Il serait par ailleurs indispensable que toute la transparence soit faite à l’égard de la puissance publique quant aux principes régissant dans le détail les choix faits par les algorithmes de modération des plateformes, qu’il s’agisse de haine en ligne ou de diffusion de fausses informations.
Partage de données, transparence et coopération au coeur des discussions européennes du Digital Services Act
La Commission Européenne prépare de son côté un projet de loi ambitieux et strict à l’égard des géants de la Tech. Ce cadre juridique viendrait renouveler celui qui date de l'année 2000, obsolète aujourd'hui. Le nouveau texte attendu pour la fin de l'année est composé de « 30 paragraphes d'obligations et d'interdictions » auxquels les plateformes en ligne les plus puissantes ne pourront pas échapper. Cédric O rappelle sur son blog que ces obligations de transparence concernant le fonctionnement des algorithmes et l’anticipation de la viralité du contenu sont cruciales. Des obligations de coopération sont aussi nécessaires pour permettre aux autorités judiciaires de jouer leur rôle de poursuite et de sanction. Ce sont selon lui des piliers pour la régulation du contenu haineux.
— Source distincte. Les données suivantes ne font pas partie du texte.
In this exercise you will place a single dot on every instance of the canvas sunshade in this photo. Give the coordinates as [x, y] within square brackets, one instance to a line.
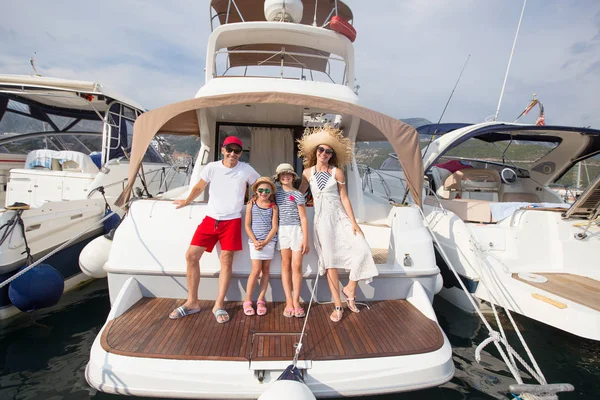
[181, 119]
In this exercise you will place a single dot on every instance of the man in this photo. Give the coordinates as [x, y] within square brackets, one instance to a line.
[229, 179]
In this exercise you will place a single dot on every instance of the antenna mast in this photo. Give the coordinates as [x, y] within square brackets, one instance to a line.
[510, 60]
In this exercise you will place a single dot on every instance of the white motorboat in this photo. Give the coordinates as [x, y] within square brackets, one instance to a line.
[511, 238]
[64, 147]
[395, 345]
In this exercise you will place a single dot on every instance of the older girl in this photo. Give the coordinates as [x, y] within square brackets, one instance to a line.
[261, 226]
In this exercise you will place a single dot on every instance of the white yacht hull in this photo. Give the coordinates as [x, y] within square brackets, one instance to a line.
[208, 379]
[539, 245]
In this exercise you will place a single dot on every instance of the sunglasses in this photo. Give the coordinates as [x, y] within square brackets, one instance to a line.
[235, 150]
[323, 149]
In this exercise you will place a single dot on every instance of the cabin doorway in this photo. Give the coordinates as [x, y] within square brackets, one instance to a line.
[265, 146]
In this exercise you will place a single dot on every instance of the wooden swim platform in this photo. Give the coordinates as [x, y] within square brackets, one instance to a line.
[388, 328]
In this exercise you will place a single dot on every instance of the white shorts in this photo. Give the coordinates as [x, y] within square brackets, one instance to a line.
[290, 237]
[267, 252]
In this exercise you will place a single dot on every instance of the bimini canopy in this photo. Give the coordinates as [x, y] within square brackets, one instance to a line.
[181, 119]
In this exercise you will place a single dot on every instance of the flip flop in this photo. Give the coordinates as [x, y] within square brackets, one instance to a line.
[336, 315]
[247, 307]
[289, 312]
[183, 311]
[220, 312]
[352, 308]
[261, 308]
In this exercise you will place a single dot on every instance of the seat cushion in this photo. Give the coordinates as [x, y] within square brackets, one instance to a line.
[520, 197]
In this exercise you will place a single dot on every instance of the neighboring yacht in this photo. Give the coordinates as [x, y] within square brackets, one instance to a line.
[395, 345]
[64, 146]
[512, 239]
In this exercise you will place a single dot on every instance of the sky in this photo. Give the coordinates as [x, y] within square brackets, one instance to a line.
[409, 53]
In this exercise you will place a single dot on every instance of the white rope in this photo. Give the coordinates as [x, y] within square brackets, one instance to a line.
[496, 338]
[299, 344]
[510, 60]
[488, 270]
[59, 248]
[510, 366]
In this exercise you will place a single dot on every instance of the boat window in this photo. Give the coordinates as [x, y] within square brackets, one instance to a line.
[520, 153]
[579, 176]
[81, 143]
[303, 64]
[391, 163]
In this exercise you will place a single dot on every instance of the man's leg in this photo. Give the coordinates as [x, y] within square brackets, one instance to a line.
[192, 259]
[224, 279]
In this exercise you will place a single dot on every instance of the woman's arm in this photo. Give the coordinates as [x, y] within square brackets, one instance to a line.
[339, 177]
[304, 225]
[304, 184]
[274, 224]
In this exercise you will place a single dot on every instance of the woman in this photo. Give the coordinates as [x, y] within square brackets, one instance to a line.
[338, 239]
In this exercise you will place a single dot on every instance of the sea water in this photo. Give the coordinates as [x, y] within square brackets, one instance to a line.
[43, 355]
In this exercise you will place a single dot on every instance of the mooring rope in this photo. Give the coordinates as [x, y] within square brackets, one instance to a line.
[299, 344]
[59, 248]
[492, 333]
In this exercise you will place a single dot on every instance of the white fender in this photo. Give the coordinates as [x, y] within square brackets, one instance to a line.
[289, 390]
[93, 257]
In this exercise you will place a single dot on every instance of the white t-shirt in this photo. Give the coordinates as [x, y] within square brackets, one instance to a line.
[227, 188]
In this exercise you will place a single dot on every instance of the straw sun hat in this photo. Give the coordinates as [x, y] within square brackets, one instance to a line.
[264, 179]
[328, 135]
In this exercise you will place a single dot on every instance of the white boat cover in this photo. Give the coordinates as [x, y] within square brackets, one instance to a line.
[64, 161]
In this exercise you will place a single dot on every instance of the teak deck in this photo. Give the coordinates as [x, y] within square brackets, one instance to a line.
[389, 328]
[580, 289]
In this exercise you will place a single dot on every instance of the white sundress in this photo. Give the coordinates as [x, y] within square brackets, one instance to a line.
[335, 243]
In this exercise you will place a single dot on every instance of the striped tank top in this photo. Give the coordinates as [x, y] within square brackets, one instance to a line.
[262, 222]
[288, 203]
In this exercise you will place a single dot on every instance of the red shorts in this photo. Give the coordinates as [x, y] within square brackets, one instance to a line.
[210, 231]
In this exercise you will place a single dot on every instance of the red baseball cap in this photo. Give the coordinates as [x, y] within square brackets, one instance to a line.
[232, 140]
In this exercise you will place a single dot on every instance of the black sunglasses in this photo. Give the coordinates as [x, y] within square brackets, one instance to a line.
[235, 150]
[323, 149]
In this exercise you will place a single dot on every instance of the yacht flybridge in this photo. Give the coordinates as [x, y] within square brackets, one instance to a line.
[63, 159]
[285, 82]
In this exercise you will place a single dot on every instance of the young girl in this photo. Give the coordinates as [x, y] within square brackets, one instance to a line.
[261, 226]
[293, 238]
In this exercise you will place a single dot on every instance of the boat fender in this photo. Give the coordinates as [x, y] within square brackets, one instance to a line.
[111, 222]
[93, 257]
[40, 287]
[289, 386]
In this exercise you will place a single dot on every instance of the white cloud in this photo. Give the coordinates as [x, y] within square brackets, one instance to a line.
[408, 53]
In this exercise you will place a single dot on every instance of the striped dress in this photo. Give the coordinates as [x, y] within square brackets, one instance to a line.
[336, 244]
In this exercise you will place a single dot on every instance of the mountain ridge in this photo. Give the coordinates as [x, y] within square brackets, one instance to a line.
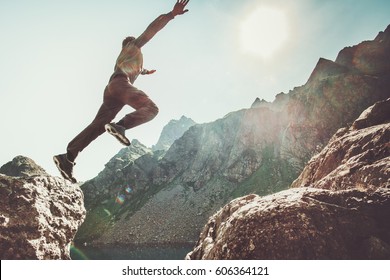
[215, 162]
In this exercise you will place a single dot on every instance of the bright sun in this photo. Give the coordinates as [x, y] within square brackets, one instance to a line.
[264, 32]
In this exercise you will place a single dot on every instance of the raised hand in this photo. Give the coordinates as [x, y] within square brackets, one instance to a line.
[178, 9]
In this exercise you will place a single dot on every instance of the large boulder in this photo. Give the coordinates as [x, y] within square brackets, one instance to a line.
[339, 208]
[303, 223]
[39, 214]
[358, 157]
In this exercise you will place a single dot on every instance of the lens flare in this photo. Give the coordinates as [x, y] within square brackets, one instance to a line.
[120, 199]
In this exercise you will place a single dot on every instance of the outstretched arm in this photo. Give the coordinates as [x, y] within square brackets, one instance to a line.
[160, 22]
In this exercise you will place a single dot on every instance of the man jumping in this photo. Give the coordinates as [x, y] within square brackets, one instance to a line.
[119, 92]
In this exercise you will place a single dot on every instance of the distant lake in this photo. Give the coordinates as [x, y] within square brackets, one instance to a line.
[139, 252]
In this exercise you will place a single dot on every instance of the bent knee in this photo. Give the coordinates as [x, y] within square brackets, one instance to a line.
[152, 110]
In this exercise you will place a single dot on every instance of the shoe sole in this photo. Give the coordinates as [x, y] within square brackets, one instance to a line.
[63, 173]
[122, 139]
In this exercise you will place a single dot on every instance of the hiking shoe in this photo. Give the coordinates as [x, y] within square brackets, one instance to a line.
[118, 132]
[65, 167]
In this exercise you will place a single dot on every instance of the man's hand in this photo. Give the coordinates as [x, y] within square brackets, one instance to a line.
[178, 9]
[147, 72]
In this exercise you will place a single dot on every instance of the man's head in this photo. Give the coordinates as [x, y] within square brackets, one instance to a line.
[127, 40]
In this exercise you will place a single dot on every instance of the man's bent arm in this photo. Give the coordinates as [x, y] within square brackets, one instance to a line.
[160, 22]
[153, 28]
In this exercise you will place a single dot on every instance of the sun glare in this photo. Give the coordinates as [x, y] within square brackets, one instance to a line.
[264, 31]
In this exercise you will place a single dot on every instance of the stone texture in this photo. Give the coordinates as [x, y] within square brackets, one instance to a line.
[358, 157]
[301, 223]
[39, 214]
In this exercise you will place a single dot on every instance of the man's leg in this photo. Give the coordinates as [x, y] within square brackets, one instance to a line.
[106, 114]
[145, 109]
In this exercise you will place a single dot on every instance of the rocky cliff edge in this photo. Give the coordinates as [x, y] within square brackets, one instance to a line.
[39, 214]
[343, 213]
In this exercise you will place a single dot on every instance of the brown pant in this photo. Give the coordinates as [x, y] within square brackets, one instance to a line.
[118, 92]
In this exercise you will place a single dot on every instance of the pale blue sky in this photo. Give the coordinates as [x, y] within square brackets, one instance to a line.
[56, 58]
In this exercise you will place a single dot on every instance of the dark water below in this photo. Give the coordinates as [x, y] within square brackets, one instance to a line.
[139, 252]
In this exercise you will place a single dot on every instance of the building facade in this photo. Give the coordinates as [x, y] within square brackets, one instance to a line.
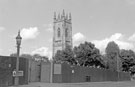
[62, 32]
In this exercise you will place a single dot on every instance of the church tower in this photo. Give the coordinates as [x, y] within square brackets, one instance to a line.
[62, 32]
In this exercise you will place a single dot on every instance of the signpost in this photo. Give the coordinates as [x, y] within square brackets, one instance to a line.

Un système judiciaire plus en ligne avec les usages actuels est possible
Selon Cédric O, nos systèmes judiciaires sont aujourd'hui inadaptés à l'explosion de l'utilisation des plateformes, qui doivent gérer la viralité et la massification des contenus. La nature d'Internet fait que l'anonymat en ligne ne peut pas être régulé, et ne doit pas être le focus d'une éventuelle régulation. Le secrétaire d'Etat chargé de la Transition numérique et des Communications électroniques envisage le renforcement de la plateforme Pharos et l'introduction de la plainte en ligne, annoncés par le Gouvernement et portés par Eric Dupont-Moretti, Garde des Sceaux et Gérald Darmanin, ministre de l'Intérieur, comme “progrès indispensables pour une meilleure efficacité de la chaîne police-justice”pour mettre fin au sentiment d'impunité en ligne.